Thursday, September 3, 2015

Lessons from the NHL's summer on fiscal sanity

With September here and training camp on the horizon, it’s time for an end-of-summer NHL tradition: looking back on the past few months and slapping a broad theme on them. Every year around this time, we pick through the summer’s headlines and arrive at a pithy title to summarize an entire offseason. Last year was the Summer of Analytics. The year before that was the Summer of LOL Maple Leafs. In 2012, it was the Summer of Lockout Preparation. (OK, technically that one was the Summer of Lockout Preparation Part III, Snider’s Revenge — but we all agreed that felt a little wordy.)

As for this year, it looks like it will go into the books as the Summer of … Fiscal Sanity?

Granted, that doesn’t have much of a ring to it. But looking back on the past few months, it’s hard to arrive at a different conclusion. After a decade of increasingly disastrous offseasons in the salary-cap era — filled with awful free-agency signings, panicked extensions, and other nonsensical spending sprees — this was the year when the league’s general managers got conservative.

Now, it would be wrong to treat this as a phenomenon that appeared without warning, as if all 30 NHL GMs bolted upright in bed one night with the realization that the game’s economics needed to change. But it would be just as wrong to act as if this summer’s market correction was somehow inevitable and predictable.
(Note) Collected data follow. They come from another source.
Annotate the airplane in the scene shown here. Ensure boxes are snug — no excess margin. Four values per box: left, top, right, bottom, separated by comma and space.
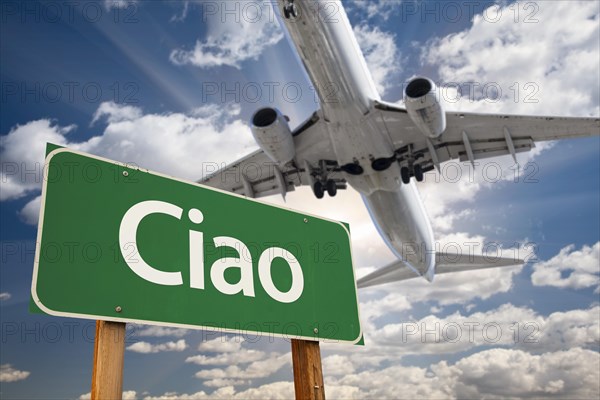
200, 0, 600, 289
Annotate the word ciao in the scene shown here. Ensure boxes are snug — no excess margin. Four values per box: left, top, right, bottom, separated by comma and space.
119, 201, 304, 303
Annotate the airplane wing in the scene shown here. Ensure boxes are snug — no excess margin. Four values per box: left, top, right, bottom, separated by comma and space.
199, 112, 346, 198
357, 252, 523, 289
373, 100, 600, 174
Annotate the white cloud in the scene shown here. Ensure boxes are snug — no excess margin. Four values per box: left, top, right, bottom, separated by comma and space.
0, 292, 11, 301
170, 1, 283, 69
348, 0, 399, 21
327, 347, 600, 399
422, 1, 600, 116
143, 382, 294, 400
532, 242, 600, 291
203, 379, 248, 388
447, 347, 599, 399
81, 347, 600, 399
354, 24, 401, 95
91, 101, 143, 125
186, 349, 266, 366
18, 195, 41, 225
1, 102, 256, 224
194, 352, 290, 381
369, 304, 600, 355
0, 364, 30, 382
197, 336, 245, 353
170, 1, 190, 23
322, 354, 356, 376
133, 325, 190, 338
103, 0, 137, 11
126, 339, 187, 354
78, 345, 600, 399
0, 120, 73, 201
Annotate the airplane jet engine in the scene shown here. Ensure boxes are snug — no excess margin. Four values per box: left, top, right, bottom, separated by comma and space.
251, 107, 296, 165
404, 77, 447, 138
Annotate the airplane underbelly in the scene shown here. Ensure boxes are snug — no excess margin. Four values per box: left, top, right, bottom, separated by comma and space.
362, 183, 436, 279
326, 115, 400, 193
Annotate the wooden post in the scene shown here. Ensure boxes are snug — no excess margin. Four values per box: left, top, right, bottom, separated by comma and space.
291, 339, 325, 400
91, 321, 126, 400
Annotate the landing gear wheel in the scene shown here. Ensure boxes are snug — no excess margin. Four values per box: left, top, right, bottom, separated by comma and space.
400, 167, 411, 184
313, 181, 325, 199
414, 164, 424, 182
326, 180, 337, 197
283, 4, 297, 19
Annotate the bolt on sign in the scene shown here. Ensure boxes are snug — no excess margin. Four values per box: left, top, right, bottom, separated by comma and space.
31, 145, 362, 344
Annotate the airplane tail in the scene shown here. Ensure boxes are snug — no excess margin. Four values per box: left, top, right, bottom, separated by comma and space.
357, 252, 523, 289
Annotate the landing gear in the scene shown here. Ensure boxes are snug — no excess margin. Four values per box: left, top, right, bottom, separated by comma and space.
414, 164, 424, 182
306, 160, 346, 199
400, 167, 411, 184
313, 181, 324, 199
400, 164, 424, 184
283, 1, 298, 19
313, 180, 337, 199
326, 180, 337, 197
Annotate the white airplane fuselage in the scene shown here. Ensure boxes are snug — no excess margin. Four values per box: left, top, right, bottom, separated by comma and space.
277, 0, 436, 279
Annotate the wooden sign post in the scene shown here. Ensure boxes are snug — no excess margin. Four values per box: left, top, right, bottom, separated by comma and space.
91, 321, 126, 400
291, 339, 325, 400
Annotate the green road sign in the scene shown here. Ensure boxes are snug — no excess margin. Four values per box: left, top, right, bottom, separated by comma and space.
31, 146, 362, 344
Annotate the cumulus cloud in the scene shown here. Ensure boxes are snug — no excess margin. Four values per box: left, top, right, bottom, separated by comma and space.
126, 339, 187, 354
532, 242, 600, 291
369, 304, 600, 354
327, 347, 599, 399
0, 292, 11, 302
0, 120, 73, 201
103, 347, 600, 399
354, 24, 401, 95
91, 101, 143, 125
186, 349, 266, 366
322, 354, 356, 376
197, 336, 245, 353
142, 382, 294, 400
193, 352, 291, 385
422, 1, 600, 116
0, 364, 30, 382
170, 1, 283, 69
18, 195, 42, 225
0, 101, 256, 224
447, 348, 599, 399
132, 325, 190, 338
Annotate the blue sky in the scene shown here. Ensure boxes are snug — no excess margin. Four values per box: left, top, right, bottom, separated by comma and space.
1, 0, 599, 398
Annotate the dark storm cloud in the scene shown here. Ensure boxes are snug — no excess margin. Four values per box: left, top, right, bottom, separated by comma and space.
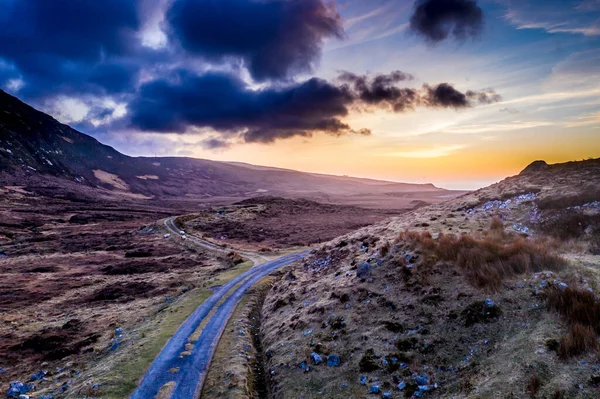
409, 0, 484, 42
127, 69, 500, 143
201, 138, 233, 150
0, 0, 141, 99
128, 69, 359, 143
166, 0, 344, 81
338, 71, 419, 112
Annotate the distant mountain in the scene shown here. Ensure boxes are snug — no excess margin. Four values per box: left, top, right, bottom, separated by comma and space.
0, 90, 456, 207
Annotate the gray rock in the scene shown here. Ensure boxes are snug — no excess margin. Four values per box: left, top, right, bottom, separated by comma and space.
7, 382, 34, 398
29, 370, 45, 382
357, 262, 372, 278
327, 354, 341, 367
310, 352, 323, 365
369, 385, 380, 394
559, 282, 568, 291
415, 374, 429, 385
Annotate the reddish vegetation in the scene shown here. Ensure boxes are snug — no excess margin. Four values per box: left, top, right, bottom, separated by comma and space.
397, 228, 565, 291
547, 287, 600, 358
185, 197, 405, 249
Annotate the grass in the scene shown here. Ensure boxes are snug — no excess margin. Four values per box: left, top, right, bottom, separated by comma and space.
201, 277, 275, 399
99, 287, 212, 397
546, 286, 600, 358
99, 260, 254, 397
397, 224, 566, 291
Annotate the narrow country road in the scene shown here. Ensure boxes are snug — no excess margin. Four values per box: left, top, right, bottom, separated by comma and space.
164, 217, 268, 265
130, 218, 308, 399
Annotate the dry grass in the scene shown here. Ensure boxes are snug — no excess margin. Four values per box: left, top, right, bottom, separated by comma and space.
397, 227, 566, 291
557, 323, 597, 358
546, 286, 600, 358
527, 373, 541, 398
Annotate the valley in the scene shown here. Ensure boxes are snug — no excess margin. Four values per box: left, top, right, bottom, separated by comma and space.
0, 90, 599, 399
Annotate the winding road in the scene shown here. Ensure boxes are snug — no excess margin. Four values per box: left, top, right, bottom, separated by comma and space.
130, 217, 308, 399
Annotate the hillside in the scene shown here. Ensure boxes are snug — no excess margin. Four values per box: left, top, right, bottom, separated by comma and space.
258, 158, 600, 398
0, 90, 458, 208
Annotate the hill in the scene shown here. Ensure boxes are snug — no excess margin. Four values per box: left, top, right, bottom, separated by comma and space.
258, 158, 600, 398
0, 89, 458, 208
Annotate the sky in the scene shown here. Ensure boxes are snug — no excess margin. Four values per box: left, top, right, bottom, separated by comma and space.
0, 0, 599, 189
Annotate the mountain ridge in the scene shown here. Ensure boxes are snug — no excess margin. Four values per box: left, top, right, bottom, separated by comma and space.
0, 89, 454, 208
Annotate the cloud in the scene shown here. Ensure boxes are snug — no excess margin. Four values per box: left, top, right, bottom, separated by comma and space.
126, 68, 500, 144
0, 0, 143, 100
409, 0, 484, 42
504, 0, 600, 37
166, 0, 344, 82
201, 137, 233, 150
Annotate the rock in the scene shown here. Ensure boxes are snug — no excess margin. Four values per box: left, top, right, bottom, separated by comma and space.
558, 282, 568, 291
520, 160, 548, 174
29, 370, 45, 382
397, 381, 406, 390
299, 361, 310, 372
369, 385, 380, 394
324, 353, 340, 367
357, 262, 372, 278
415, 374, 429, 385
310, 352, 323, 365
382, 391, 392, 398
7, 382, 34, 398
360, 376, 368, 385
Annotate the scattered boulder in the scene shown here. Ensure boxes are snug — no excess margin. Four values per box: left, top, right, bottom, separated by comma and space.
357, 262, 372, 279
310, 352, 323, 365
369, 385, 380, 394
7, 382, 34, 398
327, 354, 341, 367
29, 370, 45, 382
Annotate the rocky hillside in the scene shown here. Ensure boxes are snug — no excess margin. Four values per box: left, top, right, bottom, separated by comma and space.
0, 89, 456, 207
259, 158, 600, 398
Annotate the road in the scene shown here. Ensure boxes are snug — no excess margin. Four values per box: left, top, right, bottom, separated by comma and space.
164, 217, 268, 266
130, 218, 308, 399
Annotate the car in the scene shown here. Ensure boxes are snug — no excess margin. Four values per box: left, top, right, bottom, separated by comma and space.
179, 230, 185, 235
163, 233, 171, 238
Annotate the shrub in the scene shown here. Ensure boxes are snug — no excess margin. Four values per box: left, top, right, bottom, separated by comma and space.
490, 216, 504, 231
397, 230, 566, 291
546, 287, 600, 334
527, 374, 540, 398
547, 287, 600, 358
558, 323, 597, 358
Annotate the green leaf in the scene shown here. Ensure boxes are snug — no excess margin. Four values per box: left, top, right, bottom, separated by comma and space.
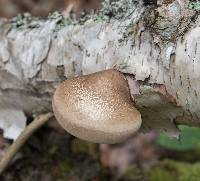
157, 125, 200, 151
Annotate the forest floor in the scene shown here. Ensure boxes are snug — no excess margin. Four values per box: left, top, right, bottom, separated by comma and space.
1, 122, 200, 181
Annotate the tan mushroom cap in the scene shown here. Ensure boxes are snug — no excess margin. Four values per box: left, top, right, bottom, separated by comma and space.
52, 69, 142, 144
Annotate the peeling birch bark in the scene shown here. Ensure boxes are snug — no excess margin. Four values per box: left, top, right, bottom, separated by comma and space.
0, 0, 199, 137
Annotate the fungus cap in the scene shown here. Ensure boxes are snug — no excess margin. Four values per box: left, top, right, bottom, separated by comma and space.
52, 69, 141, 144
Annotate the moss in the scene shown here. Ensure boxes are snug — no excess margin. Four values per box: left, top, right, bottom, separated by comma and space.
120, 165, 145, 181
71, 139, 99, 160
148, 159, 200, 181
59, 160, 71, 173
178, 149, 200, 162
148, 166, 174, 181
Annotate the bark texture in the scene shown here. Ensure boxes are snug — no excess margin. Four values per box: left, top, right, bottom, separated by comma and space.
0, 0, 200, 137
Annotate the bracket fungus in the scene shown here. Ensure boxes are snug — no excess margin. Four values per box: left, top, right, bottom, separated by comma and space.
52, 69, 142, 143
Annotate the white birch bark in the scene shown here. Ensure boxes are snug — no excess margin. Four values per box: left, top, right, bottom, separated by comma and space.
0, 0, 199, 138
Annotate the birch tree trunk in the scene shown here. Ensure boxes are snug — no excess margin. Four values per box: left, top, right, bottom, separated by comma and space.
0, 0, 200, 138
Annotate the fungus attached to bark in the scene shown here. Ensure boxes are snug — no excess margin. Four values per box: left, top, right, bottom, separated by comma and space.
52, 69, 142, 144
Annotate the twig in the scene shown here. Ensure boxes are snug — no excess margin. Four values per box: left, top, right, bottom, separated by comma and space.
0, 112, 53, 174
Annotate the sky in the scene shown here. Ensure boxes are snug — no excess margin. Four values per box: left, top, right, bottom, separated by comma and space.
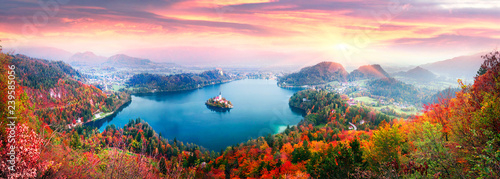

Many of the contracts handed out to pending free agents during the regular season showed no indication that it was anything other than business as usual; remember, it was only April when Canucks fans were rationalizing the ridiculous deals given to bit players Derek Dorsett and Luca Sbisa under the logic that surely someone would have given them more on the open market. And in any other year, they’d have been right.

But by the end of June, even before the champagne had stopped flowing in Chicago, the league’s teams were busy tightening their belts. Let’s look back at how it all played out.

Montreal Canadiens v Boston Bruins

RFAs on the Move

The first signs that the winds were changing came before free agency even opened, with the trading of two young stars who were about to hit restricted free agency.

For years, the reality of top young RFAs had been this: They didn’t move. Oh, they’d inspire all sorts of rumors. They’d posture, and their teams would posture right back. Occasionally, they’d pretend to be considering an offer sheet, and in rare cases, they might even hold out. But young RFAs almost never actually went anywhere, because young players are the most valuable asset in today’s league, and teams were ultimately willing to hold on to them at just about any cost.

That changed this year, as both Chicago’s Brandon Saad and Boston’s Dougie Hamilton were unexpectedly traded in the days around the entry draft. Both are already very good players, and both could have superstar-potential ceilings. And yet both were dealt, at least partly due to fears of an incoming offer sheet. Those kinds of threats have rarely scared teams in the past — every single one has been matched since 2007 — but this year it was enough to spook two teams into moving on from future stars.

The two deals were received very differently; the Hawks were generally seen as having made the best of a bad situation, while the Bruins were widely criticized for getting too little in return. But both pointed to the possibility that the ground was shifting in advance of free agency. When the markets opened, that seemed to be confirmed.

The Free-Agent Frenzy That Wasn’t

Brian Burke used to say that NHL GMs made more mistakes on trade deadline day than in the rest of the year combined. But over the past decade, the undisputed title for the league’s dumbest 24 hours had clearly shifted to July 1, when the league calendar rolls over, free agency opens, and teams with newfound cap space throw those dollars at anyone with a pulse. Agents salivate, fans cringe, and sportswriters get ready to write their annual roundup of all the worst deals.